The project is a good example of how current technology is diverging from conventional airplane and helicopter design even though it’s highly unlikely a 15th century flying corkscrew willanytime soon. The conference featured a collection of exotic aircraft that can take off vertically like a helicopter, then fly horizontally like an airplane. Companies like Kitty Hawk, Airbus, Transcend Air and Jaunt hope they’ll revolutionize shipping and whisk people around in air taxis.
Although Prete built only a small drone, the technology could work with an aircraft big enough to haul a human. “I do believe it should be able to scale up fairly well,” he said.
The Maryland grad student benefited from materials da Vinci couldn’t get.
State-of-the-art Renaissance era construction materials, such as wood and leather, are too dense for aircraft. Da Vinci also didn’t have compact energy sources.
Prete had access to aluminum, plastic, electric motors, batteries and computer control systems that made the aerial screw design possible. Also helpful: computer-aided design and computational fluid dynamics software that Prete used to design prototypes and simulate aerodynamics inside a computer.

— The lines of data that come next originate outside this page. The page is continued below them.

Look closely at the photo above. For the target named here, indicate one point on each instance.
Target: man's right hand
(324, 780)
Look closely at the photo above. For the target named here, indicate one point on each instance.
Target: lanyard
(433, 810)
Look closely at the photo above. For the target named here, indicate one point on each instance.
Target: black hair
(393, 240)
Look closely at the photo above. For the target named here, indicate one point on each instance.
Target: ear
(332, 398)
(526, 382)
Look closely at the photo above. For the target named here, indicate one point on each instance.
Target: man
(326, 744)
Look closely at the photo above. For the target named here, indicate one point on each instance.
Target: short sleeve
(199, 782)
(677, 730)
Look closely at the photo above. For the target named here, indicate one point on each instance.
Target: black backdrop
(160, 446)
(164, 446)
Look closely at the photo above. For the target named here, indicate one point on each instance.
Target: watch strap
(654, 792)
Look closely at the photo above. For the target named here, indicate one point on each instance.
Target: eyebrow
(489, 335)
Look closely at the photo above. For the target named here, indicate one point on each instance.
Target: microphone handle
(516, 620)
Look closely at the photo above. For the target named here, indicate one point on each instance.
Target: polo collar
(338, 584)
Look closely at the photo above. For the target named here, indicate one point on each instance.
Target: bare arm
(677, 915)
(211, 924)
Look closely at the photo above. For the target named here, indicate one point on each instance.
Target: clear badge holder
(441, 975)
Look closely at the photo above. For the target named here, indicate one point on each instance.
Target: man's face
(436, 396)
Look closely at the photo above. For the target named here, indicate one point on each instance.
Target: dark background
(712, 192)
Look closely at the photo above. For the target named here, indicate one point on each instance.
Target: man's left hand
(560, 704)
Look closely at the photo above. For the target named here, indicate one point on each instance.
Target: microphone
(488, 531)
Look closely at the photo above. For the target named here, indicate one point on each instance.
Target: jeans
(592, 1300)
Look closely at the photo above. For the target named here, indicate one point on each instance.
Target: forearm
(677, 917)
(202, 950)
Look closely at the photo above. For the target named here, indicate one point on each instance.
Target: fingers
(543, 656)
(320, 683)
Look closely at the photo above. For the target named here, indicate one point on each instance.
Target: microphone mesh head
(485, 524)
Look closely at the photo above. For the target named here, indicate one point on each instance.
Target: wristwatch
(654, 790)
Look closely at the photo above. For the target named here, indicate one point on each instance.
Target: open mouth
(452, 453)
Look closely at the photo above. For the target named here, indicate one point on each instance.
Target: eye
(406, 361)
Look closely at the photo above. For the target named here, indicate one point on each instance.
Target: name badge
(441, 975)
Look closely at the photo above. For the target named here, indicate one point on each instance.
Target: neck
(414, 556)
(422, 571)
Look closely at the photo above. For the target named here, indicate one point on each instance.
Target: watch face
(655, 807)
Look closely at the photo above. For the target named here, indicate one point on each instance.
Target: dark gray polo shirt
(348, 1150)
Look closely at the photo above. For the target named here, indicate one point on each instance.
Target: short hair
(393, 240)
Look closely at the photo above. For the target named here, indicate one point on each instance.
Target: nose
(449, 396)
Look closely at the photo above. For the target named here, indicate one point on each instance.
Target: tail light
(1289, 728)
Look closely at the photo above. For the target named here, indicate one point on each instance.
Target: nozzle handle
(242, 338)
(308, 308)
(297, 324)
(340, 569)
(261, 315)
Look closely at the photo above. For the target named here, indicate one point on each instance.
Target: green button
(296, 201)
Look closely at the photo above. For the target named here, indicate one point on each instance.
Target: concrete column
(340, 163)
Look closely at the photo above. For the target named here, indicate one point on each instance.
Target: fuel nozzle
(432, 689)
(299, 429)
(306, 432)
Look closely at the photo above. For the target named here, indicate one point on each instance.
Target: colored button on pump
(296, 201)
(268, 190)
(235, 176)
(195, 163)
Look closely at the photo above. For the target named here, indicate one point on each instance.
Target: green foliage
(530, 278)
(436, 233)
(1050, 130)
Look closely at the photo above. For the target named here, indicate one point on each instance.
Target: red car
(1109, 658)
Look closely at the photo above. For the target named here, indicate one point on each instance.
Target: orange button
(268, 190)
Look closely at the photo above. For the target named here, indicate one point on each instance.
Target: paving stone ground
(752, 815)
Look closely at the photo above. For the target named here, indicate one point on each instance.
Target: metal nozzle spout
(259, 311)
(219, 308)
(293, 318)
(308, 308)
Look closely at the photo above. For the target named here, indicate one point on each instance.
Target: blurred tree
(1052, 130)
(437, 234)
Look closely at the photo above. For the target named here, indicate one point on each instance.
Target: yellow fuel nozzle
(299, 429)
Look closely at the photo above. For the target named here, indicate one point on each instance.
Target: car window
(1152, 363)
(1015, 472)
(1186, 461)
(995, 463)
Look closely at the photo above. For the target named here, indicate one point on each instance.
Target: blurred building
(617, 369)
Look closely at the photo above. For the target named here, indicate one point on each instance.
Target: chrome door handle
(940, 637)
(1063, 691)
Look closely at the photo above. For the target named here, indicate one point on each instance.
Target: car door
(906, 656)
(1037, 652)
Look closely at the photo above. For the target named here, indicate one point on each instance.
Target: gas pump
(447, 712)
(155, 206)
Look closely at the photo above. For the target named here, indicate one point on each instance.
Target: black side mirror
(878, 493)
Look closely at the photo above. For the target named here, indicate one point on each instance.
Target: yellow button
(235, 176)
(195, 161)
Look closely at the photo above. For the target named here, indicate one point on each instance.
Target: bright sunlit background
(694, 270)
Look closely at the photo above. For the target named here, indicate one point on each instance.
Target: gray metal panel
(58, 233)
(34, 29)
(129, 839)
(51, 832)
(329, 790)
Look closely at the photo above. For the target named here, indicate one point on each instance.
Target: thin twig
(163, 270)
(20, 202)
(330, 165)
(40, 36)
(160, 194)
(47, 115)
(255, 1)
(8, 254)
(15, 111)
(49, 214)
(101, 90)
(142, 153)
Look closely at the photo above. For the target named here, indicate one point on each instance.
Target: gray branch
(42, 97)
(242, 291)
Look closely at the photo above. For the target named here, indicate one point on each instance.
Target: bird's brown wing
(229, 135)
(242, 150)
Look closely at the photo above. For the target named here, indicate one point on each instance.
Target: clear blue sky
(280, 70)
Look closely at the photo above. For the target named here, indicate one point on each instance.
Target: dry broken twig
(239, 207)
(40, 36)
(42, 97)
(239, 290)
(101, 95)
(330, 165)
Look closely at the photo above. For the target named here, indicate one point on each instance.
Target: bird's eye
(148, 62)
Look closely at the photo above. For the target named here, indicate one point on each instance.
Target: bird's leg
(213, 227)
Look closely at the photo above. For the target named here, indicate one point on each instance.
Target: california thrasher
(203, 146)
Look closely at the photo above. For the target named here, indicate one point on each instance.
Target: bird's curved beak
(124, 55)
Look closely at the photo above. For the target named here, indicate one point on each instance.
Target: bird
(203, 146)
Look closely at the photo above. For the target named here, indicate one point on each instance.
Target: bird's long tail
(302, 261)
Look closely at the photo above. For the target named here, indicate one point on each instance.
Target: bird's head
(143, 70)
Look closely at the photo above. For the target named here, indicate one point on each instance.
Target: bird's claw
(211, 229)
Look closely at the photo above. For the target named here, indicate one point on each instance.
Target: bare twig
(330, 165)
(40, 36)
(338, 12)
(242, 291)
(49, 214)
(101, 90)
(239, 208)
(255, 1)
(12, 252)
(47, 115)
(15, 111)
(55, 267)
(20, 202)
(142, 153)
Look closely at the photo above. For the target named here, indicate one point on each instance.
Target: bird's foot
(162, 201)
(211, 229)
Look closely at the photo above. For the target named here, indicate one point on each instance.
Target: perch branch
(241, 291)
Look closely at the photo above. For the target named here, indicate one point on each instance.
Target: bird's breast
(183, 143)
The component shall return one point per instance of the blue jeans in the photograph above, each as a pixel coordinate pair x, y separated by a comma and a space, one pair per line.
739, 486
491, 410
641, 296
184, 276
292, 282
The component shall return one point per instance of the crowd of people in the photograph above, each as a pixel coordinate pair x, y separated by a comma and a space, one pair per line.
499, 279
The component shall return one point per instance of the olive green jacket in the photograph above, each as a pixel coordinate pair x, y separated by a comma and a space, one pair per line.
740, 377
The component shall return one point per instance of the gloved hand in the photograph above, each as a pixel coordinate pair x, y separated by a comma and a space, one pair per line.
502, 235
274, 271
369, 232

Today’s quadcopter technology also helped make the design practical. These are steered by subtle changes to propeller speed that tilt the aircraft one way or another. It would have been much more complex to try to build a single-shaft design like a conventional helicopter, Prete said. Helicopters use complex gearing and controls to continuously adjust the tilt of each rotor as it spins.
There are plenty of challenges, though, including the aerial screws’ greater weight and potential for instability.
Prete discovered that some weird aerodynamics likely helped keep Crimson Spin aloft.
Delta-wing aircraft — those with big triangular wings like the supersonic Concorde — produce a twisting vortex of air just past the leading edge of the wing. That vortex creates a low-pressure zone that can increase lift. Simulations show that a similar vortex forms along the outer rim of the aerial screw’s flat surface, spiraling down the entire structure and applying an upward thrust, Prete said.
One result of these aerodynamics is that the aerial screw produces less downwash than conventional propellers. That means less dust, grit and other blowing material underneath, Prete said. It’s probably quieter too.